Through professional help and acts of faith on my part, I have learned more about myself and how OCD affects my relationship with Heavenly Father.

Rebuilding My Relationship

Although scrupulosity, otherwise known as “religious OCD,” is just one aspect of how OCD affects me, it has been debilitating.

In my battle with OCD, I felt like if I didn’t read my scriptures, pray, or attend the temple, God would be angry with me. With that perspective, worship became dutiful, dull, and repetitive. Like the Zoramites worshiping upon the Rameumptom, I began to “pervert the ways of the Lord in very many instances” (Alma 31:11).

Because of my disorder, scripture study became a time of mindless reading and relentlessly avoiding any passages that had anything to do with repentance. Praying became an apathetic effort. Temple attendance made me feel guilt-ridden and fearful rather than uplifted and fulfilled.

Gratefully, my feelings and perspective gradually changed. As I worked with my therapist, my anxiety became manageable. I began intentionally exercising faith and believing that I could always be forgiven and that God knew my circumstances. I began giving myself more compassion, and for the first time in a while, I felt that God was pleased with me and loved me. My relationship with Him began to be more fulfilling and more empowering. As I prayed for help and healing, I began to understand the gift of repentance and to worship God because I loved Him—not out of fear.

I started understanding what Elder Dale G. Renlund of the Quorum of the Twelve Apostles meant when he recently remarked, “Our Heavenly Father’s goal in parenting is not to have His children do what is right; it is to have His children choose to do what is right and ultimately become like Him.”1

Although scripture study caused (and sometimes still causes) me anxiety, seeking the healing power of Jesus Christ and gaining helpful tools in therapy have helped me connect with Him and Heavenly Father again.

Trusting Him

Perhaps the hardest lesson I have had to learn is trusting Heavenly Father’s timing more than mine.

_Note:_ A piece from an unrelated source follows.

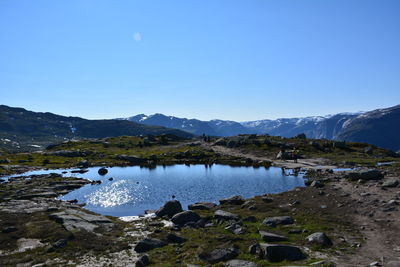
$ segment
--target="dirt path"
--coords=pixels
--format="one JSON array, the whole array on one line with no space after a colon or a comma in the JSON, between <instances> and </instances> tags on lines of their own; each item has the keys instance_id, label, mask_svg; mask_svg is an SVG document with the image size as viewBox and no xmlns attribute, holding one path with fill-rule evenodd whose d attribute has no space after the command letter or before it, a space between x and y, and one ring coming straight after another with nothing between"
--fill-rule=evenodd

One day as I was reading the blessings He promised to me in my patriarchal blessing, I was overwhelmed with the idea that because of my OCD, the blessings described would be impossible for me. I was promised that I would feel peace, but how could I with so much anxiety?

How would I ever learn to love the temple when I always felt unworthy to attend?

I pled for God to remove my OCD from me. But as I did, a single thought came to my mind: “Would I continue to follow the Savior if He didn’t take my OCD away?”

The thought that Heavenly Father wouldn’t take my mental disorder away was devastating. In the days since, I’ve pondered that question a lot: “Will you follow me if not?”

I’ve learned that although OCD might always be present in my life, God will help me to handle its symptoms and continue to grow. My healing still includes crying, bouts of guilt and anxiety, therapy, and pleading on my knees.

But more and more, my healing involves reclaiming joy in my life, offering myself love and grace, and connecting with the Savior. As I turn to Him, He helps me have the strength to carry on. He is by my side as I weep. I have felt His presence more than ever as I plead for His help in dealing with OCD. I now understand how “he will take upon him the pains and the sicknesses of his people” (Alma 7:11). I am learning that He truly does know how I feel and will provide me with what I need as I keep moving forward.

Although the extent of the healing I desire may not come now, I hold on knowing that, as Elder Renlund taught, “‘All that is unfair about life can be made right through the Atonement of Jesus Christ’ [Preach My Gospel: A Guide to Missionary Service (2018), 52].”2 I have faith and hope that promised blessings and healing will come—even if that means in the eternities.